The trouble, some committee members theorized, is that any theme that seems innocuous at first could be offensive if looked at the right way. Branch said someone told him Lumber Jacks and Jills was not inclusive enough to gender-nonconforming people.

But the pushback to fiesta was so strong, it has soured the idea, even among its supporters.

Committee member D.J. Fowler said she did not understand the opposition but also did not want a “divisive theme.”

“I don’t want to go through that again,” Fowler said. “I had a pit in my stomach for quite a while. I was really upset. I just don’t want to go there.”

She said since last year’s Carnival during COVID-19 was a “bust,” this year’s should be fun and bring people together.

At the Saranac Lake village board meeting on Monday, Trustee Melinda Little asked if the board should suggest the fiesta theme be “taken off the table,” but never put the topic to a vote.

Little said the theme has a “high potential” for racism or cultural appropriation, and because of Saranac Lake’s mostly white population, was concerned about harmful stereotypes.

She said this summer she’s seen more people of color walking around town and did not want the village to “backtrack” on all the progress it has made.

New Carnival event

Diane Miller, who owns Perscription Sewing in Saranac Lake, successfully pitched a new Winter Carnival event at the meeting — a contest for creating ice suncatchers. These translucent circles of frozen water catch sun rays and glow in the light.

Miller said they are easy to make — they can be made with a cake pan and cold weather — and can be decorated in numerous ways.

She suggested having a contest with three divisions — professional artists, amateurs and youths.
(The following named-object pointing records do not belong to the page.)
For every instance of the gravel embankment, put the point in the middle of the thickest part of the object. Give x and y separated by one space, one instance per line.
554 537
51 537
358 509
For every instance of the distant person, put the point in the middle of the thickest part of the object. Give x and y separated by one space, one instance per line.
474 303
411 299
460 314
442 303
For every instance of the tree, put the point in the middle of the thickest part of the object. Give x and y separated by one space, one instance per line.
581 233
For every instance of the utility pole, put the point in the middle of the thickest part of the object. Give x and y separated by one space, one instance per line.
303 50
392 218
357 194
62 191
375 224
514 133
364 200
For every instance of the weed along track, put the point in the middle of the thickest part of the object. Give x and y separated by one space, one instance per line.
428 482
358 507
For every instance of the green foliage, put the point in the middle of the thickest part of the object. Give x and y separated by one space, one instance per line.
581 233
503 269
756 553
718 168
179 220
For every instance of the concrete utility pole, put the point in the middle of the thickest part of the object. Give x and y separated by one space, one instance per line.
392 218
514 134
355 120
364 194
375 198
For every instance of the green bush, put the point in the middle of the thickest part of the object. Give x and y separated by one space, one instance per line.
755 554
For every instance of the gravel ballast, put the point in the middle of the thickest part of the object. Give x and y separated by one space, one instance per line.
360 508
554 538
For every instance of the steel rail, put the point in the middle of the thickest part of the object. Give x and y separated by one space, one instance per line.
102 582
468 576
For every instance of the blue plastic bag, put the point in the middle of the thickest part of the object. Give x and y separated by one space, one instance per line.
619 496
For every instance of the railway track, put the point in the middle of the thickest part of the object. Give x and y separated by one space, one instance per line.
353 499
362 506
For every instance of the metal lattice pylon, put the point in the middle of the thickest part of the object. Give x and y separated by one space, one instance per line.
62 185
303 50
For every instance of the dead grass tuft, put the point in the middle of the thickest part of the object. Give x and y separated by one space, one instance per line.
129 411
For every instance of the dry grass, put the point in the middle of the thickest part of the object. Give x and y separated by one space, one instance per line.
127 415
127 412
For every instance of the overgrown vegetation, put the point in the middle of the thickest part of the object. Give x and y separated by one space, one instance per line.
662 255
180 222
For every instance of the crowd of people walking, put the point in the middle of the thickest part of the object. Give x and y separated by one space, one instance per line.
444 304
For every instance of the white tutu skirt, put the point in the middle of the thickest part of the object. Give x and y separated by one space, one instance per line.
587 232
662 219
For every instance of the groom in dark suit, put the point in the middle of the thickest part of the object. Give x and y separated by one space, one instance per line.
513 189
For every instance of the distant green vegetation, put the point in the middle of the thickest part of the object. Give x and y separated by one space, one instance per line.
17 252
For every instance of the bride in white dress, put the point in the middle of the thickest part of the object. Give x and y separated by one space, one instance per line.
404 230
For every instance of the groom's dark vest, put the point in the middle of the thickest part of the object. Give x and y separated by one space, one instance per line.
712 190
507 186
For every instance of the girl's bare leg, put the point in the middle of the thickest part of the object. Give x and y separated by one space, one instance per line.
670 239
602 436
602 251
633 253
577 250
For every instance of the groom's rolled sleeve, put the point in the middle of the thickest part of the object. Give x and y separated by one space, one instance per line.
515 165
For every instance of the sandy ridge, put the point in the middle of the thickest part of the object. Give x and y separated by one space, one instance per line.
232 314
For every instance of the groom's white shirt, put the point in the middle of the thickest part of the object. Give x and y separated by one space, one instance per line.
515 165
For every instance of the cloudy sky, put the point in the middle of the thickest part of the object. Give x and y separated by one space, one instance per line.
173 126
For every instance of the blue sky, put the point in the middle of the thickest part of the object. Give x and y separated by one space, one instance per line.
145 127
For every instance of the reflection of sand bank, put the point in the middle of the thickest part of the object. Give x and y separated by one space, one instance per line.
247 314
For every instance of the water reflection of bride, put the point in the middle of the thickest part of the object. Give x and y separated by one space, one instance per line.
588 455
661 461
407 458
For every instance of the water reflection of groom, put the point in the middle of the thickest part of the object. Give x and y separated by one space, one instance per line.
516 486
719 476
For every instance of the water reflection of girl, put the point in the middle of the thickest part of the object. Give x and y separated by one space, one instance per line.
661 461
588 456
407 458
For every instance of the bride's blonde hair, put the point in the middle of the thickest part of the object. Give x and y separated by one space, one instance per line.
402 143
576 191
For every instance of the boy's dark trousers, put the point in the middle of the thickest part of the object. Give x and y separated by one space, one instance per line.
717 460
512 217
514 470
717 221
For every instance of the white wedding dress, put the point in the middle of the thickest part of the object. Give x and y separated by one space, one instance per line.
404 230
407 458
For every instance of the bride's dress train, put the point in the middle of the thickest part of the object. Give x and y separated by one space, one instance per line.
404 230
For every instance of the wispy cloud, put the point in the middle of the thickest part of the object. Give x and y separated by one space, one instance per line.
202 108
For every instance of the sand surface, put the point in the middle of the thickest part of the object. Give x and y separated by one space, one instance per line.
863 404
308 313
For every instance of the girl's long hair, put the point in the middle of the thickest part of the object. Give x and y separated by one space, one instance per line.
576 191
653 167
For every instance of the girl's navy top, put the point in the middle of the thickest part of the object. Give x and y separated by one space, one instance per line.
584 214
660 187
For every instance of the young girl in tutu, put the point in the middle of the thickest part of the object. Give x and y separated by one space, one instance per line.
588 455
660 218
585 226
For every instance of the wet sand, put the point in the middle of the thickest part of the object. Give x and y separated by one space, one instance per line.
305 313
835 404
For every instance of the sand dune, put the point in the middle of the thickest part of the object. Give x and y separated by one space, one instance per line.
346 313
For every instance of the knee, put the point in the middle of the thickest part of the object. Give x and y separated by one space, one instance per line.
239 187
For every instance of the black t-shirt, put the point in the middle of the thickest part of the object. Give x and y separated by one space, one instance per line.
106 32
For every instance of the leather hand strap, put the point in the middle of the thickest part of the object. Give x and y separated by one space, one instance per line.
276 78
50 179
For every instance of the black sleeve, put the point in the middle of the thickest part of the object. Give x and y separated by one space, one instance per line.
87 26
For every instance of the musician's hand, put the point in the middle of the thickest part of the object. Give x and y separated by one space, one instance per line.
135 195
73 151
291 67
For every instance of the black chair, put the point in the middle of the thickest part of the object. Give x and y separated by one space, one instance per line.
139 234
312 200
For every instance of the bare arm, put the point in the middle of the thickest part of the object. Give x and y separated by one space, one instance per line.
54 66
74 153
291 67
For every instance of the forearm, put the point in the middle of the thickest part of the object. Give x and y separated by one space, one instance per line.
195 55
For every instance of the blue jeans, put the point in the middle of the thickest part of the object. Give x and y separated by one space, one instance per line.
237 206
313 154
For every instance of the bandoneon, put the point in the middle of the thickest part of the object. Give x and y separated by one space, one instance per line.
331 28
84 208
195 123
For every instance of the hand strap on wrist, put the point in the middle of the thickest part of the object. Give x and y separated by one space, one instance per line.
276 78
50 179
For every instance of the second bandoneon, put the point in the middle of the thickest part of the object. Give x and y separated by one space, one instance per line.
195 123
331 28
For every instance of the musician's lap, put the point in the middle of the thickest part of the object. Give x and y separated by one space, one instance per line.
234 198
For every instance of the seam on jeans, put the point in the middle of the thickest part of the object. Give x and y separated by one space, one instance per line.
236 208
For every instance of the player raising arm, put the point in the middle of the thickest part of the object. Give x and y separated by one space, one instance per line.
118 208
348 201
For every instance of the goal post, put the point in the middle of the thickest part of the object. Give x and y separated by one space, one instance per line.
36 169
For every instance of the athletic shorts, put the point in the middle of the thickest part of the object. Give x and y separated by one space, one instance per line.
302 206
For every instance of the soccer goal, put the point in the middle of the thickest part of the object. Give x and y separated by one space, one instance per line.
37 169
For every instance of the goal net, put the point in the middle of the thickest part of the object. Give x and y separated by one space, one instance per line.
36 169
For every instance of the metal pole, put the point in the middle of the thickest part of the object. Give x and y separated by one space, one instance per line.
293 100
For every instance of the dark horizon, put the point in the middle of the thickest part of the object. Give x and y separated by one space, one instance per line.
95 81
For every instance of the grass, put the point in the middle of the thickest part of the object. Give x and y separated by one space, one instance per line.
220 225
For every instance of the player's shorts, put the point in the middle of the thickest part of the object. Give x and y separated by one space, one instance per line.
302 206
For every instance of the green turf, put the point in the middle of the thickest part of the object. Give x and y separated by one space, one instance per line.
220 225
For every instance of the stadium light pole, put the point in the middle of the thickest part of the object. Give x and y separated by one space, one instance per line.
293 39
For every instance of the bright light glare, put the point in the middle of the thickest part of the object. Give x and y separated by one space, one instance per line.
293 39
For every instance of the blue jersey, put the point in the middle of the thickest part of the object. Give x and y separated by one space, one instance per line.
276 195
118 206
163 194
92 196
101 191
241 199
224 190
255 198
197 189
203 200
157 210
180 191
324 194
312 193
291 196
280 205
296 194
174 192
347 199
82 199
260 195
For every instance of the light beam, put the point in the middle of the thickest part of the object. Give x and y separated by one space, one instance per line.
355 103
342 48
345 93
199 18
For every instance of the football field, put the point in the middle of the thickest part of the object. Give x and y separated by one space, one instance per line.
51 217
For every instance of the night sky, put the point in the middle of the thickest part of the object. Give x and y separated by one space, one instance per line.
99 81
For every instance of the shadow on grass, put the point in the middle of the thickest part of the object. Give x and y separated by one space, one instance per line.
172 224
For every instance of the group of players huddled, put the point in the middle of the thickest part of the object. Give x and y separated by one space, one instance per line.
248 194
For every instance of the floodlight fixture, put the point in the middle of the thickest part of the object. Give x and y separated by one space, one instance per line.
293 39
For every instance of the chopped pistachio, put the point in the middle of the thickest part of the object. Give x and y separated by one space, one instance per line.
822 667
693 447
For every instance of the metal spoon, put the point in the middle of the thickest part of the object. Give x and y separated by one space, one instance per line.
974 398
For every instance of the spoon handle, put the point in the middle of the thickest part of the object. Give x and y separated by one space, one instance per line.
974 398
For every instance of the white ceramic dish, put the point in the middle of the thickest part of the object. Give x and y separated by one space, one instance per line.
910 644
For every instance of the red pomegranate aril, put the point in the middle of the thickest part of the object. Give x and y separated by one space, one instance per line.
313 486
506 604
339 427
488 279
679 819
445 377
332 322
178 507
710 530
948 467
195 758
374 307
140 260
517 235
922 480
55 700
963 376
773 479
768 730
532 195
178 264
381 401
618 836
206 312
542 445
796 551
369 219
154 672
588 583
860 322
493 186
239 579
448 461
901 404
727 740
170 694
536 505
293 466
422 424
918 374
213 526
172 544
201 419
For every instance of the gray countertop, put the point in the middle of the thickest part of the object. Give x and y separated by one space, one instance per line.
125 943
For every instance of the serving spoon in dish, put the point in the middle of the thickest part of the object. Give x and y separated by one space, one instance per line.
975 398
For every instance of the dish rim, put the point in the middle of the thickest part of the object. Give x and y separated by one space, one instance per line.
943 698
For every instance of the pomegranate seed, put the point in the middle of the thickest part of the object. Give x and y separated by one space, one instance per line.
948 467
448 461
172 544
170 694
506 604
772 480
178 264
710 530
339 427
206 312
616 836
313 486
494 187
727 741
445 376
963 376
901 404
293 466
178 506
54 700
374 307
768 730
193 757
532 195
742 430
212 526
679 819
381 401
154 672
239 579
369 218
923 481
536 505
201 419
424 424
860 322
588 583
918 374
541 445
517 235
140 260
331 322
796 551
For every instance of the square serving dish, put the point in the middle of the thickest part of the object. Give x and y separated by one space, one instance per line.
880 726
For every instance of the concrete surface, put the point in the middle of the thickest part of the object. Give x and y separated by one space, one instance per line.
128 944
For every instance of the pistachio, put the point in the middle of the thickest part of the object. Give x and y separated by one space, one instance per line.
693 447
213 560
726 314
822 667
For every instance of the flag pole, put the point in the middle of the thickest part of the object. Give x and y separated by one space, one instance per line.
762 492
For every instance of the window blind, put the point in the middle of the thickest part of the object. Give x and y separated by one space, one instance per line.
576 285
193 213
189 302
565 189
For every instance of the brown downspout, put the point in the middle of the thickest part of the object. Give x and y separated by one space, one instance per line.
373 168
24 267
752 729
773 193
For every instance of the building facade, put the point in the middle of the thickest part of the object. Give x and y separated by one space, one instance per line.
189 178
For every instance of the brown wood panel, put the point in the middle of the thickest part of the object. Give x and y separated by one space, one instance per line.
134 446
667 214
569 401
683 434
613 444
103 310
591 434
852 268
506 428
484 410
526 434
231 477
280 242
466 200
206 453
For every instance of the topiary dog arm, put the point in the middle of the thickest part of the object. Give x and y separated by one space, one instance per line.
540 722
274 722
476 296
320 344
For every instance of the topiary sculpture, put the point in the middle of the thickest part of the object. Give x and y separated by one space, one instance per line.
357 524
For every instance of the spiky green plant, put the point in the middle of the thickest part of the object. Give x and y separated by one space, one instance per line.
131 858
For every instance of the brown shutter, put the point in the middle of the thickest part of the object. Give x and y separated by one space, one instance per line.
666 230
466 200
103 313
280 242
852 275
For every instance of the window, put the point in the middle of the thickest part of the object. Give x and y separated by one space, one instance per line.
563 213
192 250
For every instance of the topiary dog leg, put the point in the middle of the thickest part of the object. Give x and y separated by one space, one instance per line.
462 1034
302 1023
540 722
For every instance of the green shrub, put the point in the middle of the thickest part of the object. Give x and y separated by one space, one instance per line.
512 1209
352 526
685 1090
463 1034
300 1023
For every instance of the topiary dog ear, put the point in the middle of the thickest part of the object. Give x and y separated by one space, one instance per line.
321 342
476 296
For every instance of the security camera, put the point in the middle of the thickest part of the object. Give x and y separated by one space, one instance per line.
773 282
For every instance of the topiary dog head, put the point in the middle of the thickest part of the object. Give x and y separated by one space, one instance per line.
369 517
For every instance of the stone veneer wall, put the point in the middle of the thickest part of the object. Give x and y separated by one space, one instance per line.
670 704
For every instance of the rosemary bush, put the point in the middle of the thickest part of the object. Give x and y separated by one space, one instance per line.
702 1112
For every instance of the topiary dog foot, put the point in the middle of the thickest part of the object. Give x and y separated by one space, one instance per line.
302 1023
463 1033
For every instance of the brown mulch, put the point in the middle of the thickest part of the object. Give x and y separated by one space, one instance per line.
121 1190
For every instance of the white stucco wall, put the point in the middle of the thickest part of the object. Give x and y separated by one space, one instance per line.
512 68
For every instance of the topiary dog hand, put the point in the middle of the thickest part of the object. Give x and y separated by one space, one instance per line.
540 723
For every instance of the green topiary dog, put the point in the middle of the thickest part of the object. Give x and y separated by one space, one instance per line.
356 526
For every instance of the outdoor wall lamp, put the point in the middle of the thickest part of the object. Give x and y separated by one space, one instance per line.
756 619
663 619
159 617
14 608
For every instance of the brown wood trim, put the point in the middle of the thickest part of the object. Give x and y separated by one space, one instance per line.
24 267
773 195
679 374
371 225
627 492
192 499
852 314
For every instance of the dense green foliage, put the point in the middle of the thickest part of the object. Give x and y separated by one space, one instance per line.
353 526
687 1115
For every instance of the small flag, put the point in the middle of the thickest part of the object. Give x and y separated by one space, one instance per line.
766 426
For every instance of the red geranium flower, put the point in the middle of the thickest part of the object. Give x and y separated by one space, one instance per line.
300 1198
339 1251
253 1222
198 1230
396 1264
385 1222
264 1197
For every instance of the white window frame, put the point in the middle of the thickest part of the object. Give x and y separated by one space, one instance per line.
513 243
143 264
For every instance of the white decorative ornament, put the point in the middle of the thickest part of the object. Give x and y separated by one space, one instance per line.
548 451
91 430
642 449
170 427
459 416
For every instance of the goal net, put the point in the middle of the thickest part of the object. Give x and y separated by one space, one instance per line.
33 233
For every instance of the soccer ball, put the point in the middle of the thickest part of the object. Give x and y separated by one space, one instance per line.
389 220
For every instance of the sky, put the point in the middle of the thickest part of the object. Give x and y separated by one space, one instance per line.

She said attendees could vote on winners and all the creations could be put on display — outside, of course.

Other Carnival news

Barb Martin said she is leaving the committee to be the curator of the Winter Carnival Mobile Museum, a new addition to Carnival this year.

Her vacancy was quickly filled by Katrina Dearden, a camp director at Eagle Island Camp. Other committee members were excited to see a younger person join their group.

The rest of the committee members remained the same.

In his first action as the newly re-elected committee chair, Branch tendered his resignation — but he’s got three Carnivals to finish first. He said he’ll retire at the end of the 2024 Carnival.

He wanted to give people time to prepare to step up and take the reins. He said he hopes to elect a vice chair next year who can shadow him for a year before he leaves.

“It doesn’t have to be a man, either,” committee member Dean Baker said.

Cherie Racette said she and her husband Steve are stepping down as the organizers of the Winter Carnival characters, the kids who dress up in costumes in the parade and at the Ice Palace.

Branch said Carnival needs a new influx of volunteers.

“We have a lot of holes to fill,” he said.

He said people interested in joining in on the organizing can attend the next Winter Carnival meeting on Sept. 28.

Branch asked Dean Baker, director of the Ice Palace Workers 101 volunteers, for an Ice Palace report.

Baker stood up and said, “There will be an Ice Palace,” to thunderous applause.

Cory Hoffman asked how the ice is looking.

“It’s looking pretty thin right now,” Baker said.

(Correction: A previous version of this article misspelled Beryl Szewd’s name. The Enterprise regrets the error.)